それでも私は
「ぎゃああぁぁぁ!」
「あ、ぁ。く、来るな!」
研究員たちから悲鳴が上がる。恐怖があたりを支配する。
だが、後ろの男は恐怖していなかった。彼はただ冷静にコチラを見つめている。
ーまぁ、予想はしていたが。きっと彼は強い。弱っている今の体では確実に殺られる。弱っていないとき勝てるかどうかはまだはかりかねるが、今はそんなことはいい。どう、逃げ切るか。
1人減った研究員にゆっくり近づく。と、後ずさる研究員たち。あの黒い塊、ー元人間を蹴り飛ばして、一瞬の隙を作ろうか。きっと戦闘服の男の横は通れない。彼も何か異能力を持っているはずだ。通る前に殺されてしまうだろう。だから、研究員のいる元来た道を通って別の道から逃げよう。

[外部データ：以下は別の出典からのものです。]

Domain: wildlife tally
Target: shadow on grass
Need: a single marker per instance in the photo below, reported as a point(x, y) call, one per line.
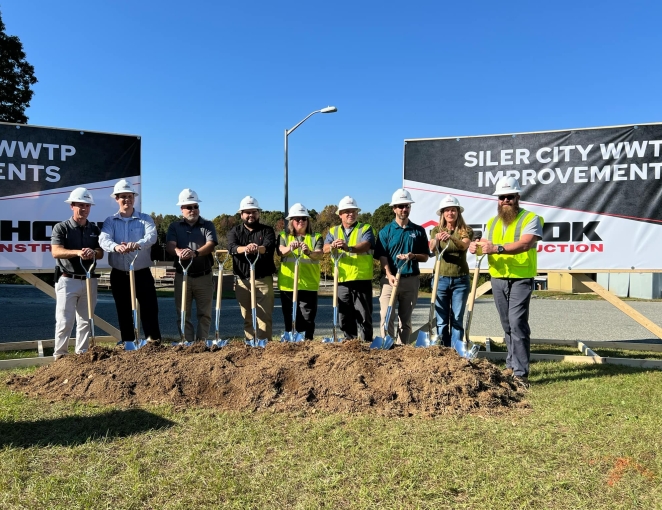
point(76, 430)
point(574, 372)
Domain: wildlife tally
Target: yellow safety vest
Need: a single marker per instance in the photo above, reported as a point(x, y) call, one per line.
point(353, 266)
point(309, 269)
point(522, 265)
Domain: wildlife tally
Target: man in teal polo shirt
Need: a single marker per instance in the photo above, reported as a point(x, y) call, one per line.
point(401, 242)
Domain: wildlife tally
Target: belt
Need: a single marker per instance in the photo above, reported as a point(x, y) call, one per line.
point(77, 276)
point(121, 271)
point(198, 275)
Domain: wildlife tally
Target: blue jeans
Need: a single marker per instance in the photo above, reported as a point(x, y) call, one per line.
point(452, 294)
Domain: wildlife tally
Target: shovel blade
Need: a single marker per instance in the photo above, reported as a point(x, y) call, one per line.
point(382, 343)
point(467, 350)
point(423, 339)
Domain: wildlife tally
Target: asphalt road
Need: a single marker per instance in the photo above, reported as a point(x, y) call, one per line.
point(28, 314)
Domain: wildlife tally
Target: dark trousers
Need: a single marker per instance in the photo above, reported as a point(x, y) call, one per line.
point(306, 311)
point(512, 297)
point(146, 296)
point(355, 308)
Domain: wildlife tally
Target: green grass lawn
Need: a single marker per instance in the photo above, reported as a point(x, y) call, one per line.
point(590, 439)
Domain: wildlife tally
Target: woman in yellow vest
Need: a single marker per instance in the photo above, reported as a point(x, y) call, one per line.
point(298, 237)
point(453, 288)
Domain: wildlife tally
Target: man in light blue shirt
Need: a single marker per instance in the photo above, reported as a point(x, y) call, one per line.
point(122, 234)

落ちている腕を掴むと、ブチリ、と嫌な音とともに腕が切れた。
そして、戦闘服の男へと投げる。
「うわ、」
焦ったその声が聞こえるよりも先に走り出した。予想通り黒い霧に触れたくない研究員たちは端に避けてくれる。
悲鳴が前方から真横へ、そして後ろへと過ぎた。
後ろを軽く振り返ると戦闘服の男は相変わらず私のことをじっと見て立っているだけだった。
彼からは離れた、なのに。
「あーあ、めんどくせぇなぁ。」
間延びしたそんな声がハッキリと聞こえた。